The community pharmacies now only need verbal consent from the patient to provide several services like flu vaccination service, Medicines Use Reviews (MUR), the New Medicine Service (NMS) and Appliance Use Reviews (AUR).
Effective from September 1, the written consent is no longer a contractual requirement, with Department of Health and Social Care and NHS England and NHS Improvement (NHSE&I) agreeing to a proposal by the PSNC.
A record of the verbal consent obtained should be made in the pharmacy’s clinical record for the service.
Additionally, MURs may now be provided by phone or video consultation, where this is clinically appropriate.
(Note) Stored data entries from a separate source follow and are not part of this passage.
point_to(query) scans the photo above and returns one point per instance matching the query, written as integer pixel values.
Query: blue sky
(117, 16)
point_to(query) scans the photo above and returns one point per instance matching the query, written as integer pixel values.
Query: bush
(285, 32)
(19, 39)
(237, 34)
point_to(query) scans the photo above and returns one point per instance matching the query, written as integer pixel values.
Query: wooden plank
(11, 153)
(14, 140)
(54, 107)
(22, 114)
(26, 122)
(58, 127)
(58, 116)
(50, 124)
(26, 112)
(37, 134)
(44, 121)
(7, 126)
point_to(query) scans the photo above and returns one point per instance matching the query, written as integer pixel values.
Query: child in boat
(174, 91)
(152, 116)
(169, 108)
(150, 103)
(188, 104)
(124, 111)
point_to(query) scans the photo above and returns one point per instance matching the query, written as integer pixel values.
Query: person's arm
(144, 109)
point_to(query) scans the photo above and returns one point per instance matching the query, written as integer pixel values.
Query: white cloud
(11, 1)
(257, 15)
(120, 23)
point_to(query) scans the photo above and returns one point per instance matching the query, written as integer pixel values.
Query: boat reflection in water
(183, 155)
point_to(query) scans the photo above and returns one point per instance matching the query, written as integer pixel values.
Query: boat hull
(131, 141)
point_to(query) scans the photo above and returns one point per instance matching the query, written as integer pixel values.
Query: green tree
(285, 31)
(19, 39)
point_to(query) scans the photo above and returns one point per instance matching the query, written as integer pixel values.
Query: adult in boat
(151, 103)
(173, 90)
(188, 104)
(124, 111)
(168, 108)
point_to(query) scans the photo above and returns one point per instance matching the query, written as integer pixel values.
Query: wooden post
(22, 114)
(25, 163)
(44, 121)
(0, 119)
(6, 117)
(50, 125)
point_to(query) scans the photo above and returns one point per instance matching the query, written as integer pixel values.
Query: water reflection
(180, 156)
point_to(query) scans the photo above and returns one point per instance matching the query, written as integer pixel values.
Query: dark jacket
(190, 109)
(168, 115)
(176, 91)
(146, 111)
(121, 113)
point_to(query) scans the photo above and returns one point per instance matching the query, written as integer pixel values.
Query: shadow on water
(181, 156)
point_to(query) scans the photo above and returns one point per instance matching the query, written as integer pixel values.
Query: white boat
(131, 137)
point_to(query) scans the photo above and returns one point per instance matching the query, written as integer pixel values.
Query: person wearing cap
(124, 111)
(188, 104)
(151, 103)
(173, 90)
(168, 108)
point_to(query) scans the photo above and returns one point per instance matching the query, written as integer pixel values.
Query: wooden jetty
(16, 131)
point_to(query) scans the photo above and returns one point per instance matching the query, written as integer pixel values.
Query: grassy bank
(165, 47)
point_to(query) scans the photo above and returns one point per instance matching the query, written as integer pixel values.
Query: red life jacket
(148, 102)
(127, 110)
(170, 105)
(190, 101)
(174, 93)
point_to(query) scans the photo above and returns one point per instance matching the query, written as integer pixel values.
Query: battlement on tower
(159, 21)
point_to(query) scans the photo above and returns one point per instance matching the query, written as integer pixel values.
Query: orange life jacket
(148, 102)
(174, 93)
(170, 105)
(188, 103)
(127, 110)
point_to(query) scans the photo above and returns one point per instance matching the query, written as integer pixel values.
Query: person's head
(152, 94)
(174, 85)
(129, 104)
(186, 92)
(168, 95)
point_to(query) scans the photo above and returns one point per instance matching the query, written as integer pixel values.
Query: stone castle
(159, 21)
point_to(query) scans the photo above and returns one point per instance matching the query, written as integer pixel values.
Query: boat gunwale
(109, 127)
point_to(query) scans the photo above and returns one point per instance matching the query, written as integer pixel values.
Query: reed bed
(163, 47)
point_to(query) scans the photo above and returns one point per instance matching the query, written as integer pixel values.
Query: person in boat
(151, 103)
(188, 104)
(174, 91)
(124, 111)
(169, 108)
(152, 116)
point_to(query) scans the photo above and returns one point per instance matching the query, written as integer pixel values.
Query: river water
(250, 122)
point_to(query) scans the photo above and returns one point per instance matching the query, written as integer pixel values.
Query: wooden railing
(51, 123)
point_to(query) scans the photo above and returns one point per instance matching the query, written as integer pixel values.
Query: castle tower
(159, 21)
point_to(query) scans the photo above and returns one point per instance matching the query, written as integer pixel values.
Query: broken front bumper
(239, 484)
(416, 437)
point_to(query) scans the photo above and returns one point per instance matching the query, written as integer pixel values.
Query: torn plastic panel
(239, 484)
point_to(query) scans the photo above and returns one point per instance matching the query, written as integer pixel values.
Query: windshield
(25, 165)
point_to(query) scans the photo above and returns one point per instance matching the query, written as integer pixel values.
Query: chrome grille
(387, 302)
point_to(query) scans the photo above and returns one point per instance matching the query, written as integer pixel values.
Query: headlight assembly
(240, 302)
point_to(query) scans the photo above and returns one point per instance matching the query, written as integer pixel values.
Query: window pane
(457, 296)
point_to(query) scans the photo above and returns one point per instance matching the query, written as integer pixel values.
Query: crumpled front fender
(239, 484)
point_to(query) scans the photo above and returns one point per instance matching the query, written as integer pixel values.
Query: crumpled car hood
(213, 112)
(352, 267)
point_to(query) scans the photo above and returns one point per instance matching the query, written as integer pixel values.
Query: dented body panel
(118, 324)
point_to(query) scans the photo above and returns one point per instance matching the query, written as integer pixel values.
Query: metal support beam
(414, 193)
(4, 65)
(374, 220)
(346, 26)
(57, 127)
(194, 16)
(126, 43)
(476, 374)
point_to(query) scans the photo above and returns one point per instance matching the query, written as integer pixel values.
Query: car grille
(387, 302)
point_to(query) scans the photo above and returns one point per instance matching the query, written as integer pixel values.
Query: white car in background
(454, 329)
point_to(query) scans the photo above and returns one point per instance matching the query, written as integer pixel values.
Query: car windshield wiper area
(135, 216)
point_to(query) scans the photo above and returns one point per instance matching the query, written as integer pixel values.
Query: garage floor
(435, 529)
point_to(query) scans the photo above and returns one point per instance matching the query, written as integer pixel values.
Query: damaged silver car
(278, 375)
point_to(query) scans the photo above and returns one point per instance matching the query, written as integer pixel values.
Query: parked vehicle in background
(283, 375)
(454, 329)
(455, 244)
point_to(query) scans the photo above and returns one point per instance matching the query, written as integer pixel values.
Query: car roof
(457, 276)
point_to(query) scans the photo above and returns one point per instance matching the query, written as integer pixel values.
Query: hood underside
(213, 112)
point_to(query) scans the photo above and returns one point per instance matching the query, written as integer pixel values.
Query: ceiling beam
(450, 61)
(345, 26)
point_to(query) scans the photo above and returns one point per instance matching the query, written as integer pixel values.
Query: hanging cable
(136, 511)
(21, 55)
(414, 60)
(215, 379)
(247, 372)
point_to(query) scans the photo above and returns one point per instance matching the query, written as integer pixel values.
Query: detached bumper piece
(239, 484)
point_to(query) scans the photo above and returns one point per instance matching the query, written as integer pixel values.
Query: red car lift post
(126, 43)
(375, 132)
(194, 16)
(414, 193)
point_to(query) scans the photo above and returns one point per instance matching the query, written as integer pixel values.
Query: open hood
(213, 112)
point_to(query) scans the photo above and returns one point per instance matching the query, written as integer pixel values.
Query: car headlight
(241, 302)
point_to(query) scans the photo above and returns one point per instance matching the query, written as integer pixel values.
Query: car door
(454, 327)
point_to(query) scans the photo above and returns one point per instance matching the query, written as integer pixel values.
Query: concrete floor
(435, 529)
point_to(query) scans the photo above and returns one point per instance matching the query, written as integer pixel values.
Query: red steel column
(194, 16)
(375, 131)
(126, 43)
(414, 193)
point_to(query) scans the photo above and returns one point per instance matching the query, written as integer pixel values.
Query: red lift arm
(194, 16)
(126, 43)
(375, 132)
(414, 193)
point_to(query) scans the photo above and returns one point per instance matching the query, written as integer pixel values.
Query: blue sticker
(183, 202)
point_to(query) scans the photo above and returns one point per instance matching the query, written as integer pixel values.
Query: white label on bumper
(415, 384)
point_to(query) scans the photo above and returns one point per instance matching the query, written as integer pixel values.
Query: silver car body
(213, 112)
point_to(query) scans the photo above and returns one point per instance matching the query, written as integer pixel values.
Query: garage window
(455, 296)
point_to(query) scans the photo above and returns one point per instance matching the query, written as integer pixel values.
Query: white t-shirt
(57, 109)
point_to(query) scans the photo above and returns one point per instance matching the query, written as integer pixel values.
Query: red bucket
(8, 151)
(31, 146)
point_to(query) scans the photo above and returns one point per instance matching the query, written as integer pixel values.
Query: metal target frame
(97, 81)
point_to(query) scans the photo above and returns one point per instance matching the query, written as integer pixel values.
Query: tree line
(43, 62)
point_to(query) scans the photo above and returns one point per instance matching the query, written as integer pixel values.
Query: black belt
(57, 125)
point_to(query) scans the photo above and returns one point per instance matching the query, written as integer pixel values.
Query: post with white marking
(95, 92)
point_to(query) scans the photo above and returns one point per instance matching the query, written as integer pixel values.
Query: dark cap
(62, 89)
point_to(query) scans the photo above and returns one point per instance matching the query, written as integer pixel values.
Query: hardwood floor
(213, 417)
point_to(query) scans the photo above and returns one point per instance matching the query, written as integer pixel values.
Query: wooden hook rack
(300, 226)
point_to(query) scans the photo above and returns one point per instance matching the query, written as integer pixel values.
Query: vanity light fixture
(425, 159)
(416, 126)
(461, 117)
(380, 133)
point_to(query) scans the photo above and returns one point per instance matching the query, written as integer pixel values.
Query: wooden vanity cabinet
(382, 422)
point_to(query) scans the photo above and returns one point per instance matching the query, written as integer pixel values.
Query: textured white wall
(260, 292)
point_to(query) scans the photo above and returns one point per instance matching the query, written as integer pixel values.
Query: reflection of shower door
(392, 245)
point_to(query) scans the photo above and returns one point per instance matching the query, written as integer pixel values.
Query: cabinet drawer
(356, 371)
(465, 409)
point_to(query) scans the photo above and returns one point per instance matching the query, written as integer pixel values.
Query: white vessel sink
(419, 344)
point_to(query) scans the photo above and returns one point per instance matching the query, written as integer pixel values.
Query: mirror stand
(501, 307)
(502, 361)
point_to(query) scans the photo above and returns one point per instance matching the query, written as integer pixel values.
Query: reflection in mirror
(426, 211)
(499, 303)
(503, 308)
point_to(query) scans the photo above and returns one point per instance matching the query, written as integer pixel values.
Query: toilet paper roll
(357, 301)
Contractors need not obtain prior approval from NHSE&I for this.
“In a similar change, all NMS consultations can now be undertaken by telephone or video consultation, where the patient has previously consented to this and it is clinically appropriate; previously phone consultations were allowed for the intervention and follow-up stages of the service,” the PSNC has said.
It is also now possible for a pharmacist providing the NMS to do so by telephone or video consultation, where the pharmacist is not located at the pharmacy.
PSNC cautioned that the consultation should be undertaken in an environment where the conversation cannot be overheard by others, except those who patient wants to be involved, such as their carer.
The above conditions also apply to AURs by telephone or video consultation.
“All of these changes are intended to support contractors to provide services in a Covid-19-safe manner, as the pandemic continues to take its course,” the PSNC said.